So often when it comes to sewing, you dream up beautiful ideas of flouncy dresses that have no place in your normal, day-to-day life. And that’s fine! It’s fun to dream big and play dress up with your sewing machine once in a while. But there’s only so many pretty dresses you can make before they overwhelm your closet. I’ve been making more of an effort to make pieces that are versatile and good for daily wear in my wardrobe. For me, this means dress shirts and shirt dresses that can be layered throughout the year.

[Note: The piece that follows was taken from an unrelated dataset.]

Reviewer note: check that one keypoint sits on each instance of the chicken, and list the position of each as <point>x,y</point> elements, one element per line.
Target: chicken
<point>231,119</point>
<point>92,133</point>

I made this garment as a test for shirt dress construction, as I have had no previous experience with it. This was made with the McCall’s 6885, which has one of the most dreadful photos on the front. I don’t know what they were thinking with the floral dress and matching hat! It looks awful. If they had featured the chambray illustration it would be much more appealing. I made the short sleeve variation, out of a fabric that has been in my stash for many years. I don’t remember why I had bought this fabric originally, but it’s a thick grey twill from the S.R. Harris fabric depot in Minnesota.
I indicated all of the pattern markings using tailor’s tacks, which helped as the placket attachment can become quite a hassle. Reflecting back on this, I should have started with the Grainline’s Alder shirt dress as that pattern has much more clear instructions. Overall, the placket went on quite nicely. I had some issues with the collar stay being longer than the neckline/placket, likely due to imprecise sewing. I also used the straight hem variation rather than the curved hem, as I had read from other bloggers that the curve comes up quite high on the thigh.
After completing the garment, I found that the shoulders and short sleeves felt tight. This, with the heaviness of the fabric, makes me feel super claustrophobic when I wear it and since it’s been completed, it’s never been worn. I can’t move my arms back or forwards without it pulling on the front or back and being uncomfortable. I believe that I may try a rescue operation on the dress, removing the short sleeves and finishing the armhole with bias binding. Into the UFO pile it goes… Next time, I’ll make it sleeveless and/or consider a lighter cotton or flannel eventually and maybe put a yoke in the back with some gathers underneath to allow for arm movement.
Despite being unwearable, I consider it a learning experience, which I was glad to have on a fabric that has been in my stash for ages!